The secret lives of Somerset Maugham : a biography
/ Selina Hastings
- 1st U.S. ed.
- New York : Random House , c2010.
- 626 p., [32] p. of plates : ill. ; 25 cm
"This work was originally published in the United Kingdom by John Murray Publishers, London, in 2009, in a slightly different form"--T.p. verso.
Includes bibliographical references (p. [555]-602) and index.
A Blackstable boyhood -- At St. Thomas's Hospital -- A writer by instinct -- Aiming for the West End -- England's dramatist -- Syrie -- Code name "Somerville" -- Behind The painted veil -- A world of veranda and prahu -- Separation -- The Villa Mauresque -- Master Hacky -- The teller of tales -- An exercise in propaganda -- The Bronzino boy -- Betrayal.
He was a brilliant teller of tales, one of the most widely read authors of the twentieth century, and at one time the most famous writer in the world, yet W. Somerset Maugham's own true story has never been fully told. At last, the fascinating truth is revealed in a landmark biography by the award-winning writer Selina Hastings.
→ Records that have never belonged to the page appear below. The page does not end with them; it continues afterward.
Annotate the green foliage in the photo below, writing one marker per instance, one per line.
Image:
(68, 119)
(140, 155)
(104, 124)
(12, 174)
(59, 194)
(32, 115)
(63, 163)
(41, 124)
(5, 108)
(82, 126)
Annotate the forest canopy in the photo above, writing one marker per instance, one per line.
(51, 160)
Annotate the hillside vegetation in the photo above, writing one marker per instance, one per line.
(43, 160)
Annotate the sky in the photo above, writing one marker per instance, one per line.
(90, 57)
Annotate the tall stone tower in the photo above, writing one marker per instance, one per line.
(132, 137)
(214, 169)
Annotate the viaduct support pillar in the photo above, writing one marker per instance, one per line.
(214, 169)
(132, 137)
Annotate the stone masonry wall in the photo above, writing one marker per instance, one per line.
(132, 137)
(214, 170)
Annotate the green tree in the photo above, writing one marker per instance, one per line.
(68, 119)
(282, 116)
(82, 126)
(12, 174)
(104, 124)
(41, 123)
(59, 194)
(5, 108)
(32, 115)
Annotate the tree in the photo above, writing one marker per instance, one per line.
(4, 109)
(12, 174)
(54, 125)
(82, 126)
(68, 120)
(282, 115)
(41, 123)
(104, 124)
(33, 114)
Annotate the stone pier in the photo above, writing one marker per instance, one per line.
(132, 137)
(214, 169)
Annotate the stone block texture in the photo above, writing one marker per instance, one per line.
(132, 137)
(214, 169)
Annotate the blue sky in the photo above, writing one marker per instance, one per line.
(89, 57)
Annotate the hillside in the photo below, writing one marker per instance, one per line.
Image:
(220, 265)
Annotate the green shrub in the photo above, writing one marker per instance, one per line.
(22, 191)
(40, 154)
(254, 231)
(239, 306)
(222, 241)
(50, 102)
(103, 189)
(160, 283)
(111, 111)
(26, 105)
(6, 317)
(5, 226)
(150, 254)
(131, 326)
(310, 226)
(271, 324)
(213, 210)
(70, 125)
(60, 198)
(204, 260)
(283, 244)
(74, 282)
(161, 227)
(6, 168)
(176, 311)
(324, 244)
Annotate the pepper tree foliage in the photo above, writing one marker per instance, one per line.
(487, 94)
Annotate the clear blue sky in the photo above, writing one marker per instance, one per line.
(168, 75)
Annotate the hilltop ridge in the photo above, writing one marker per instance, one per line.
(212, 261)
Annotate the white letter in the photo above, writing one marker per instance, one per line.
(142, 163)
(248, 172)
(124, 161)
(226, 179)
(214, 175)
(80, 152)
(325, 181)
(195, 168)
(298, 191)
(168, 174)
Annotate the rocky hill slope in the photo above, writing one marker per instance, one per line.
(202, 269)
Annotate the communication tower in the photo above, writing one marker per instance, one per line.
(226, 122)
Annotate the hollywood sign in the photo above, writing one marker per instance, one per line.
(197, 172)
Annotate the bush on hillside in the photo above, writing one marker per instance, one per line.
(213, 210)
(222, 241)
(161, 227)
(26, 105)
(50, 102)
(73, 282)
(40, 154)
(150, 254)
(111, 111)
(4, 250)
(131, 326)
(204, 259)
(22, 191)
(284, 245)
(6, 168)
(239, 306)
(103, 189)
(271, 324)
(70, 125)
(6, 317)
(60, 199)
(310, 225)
Granted unprecedented access to Maugham's personal correspondence and to newly uncovered interviews with his only child, Hastings portrays the secret loves, betrayals, integrity, and passion that inspired Maugham to create such classics as The Razor's Edge and Of Human Bondage. Hastings vividly presents Maugham's lonely childhood spent with unloving relatives after the death of his parents, a trauma that resulted in shyness, a stammer, and for the rest of his life an urgent need for physical tenderness. Here, too, are his adult triumphs on the stage and page, works that allowed him a glittering social life in which he befriended and sometimes fell out with such luminaries as Dorothy Parker, Charlie Chaplin, D. H. Lawrence, and Winston Churchill. The Secret Lives of Somerset Maugham portrays in full Maugham's disastrous marriage to Syrie Wellcome, a manipulative society woman of dubious morality who trapped Maugham with a pregnancy and an attempted suicide. Hastings also explores Maugham's many affairs with men, including his great love, Gerald Haxton, an alcoholic charmer and a cad. Maugham's courageous work in secret intelligence during two world wars is described in fascinating detail-experiences that provided the inspiration for the groundbreaking Ashenden stories. From the West End to Broadway, from China to the South Pacific, Maugham's restless and remarkably productive life is thrillingly recounted as Hastings uncovers the real stories behind such classics as "Rain," The Painted Veil, Cakes & Ale, and other well-known tales.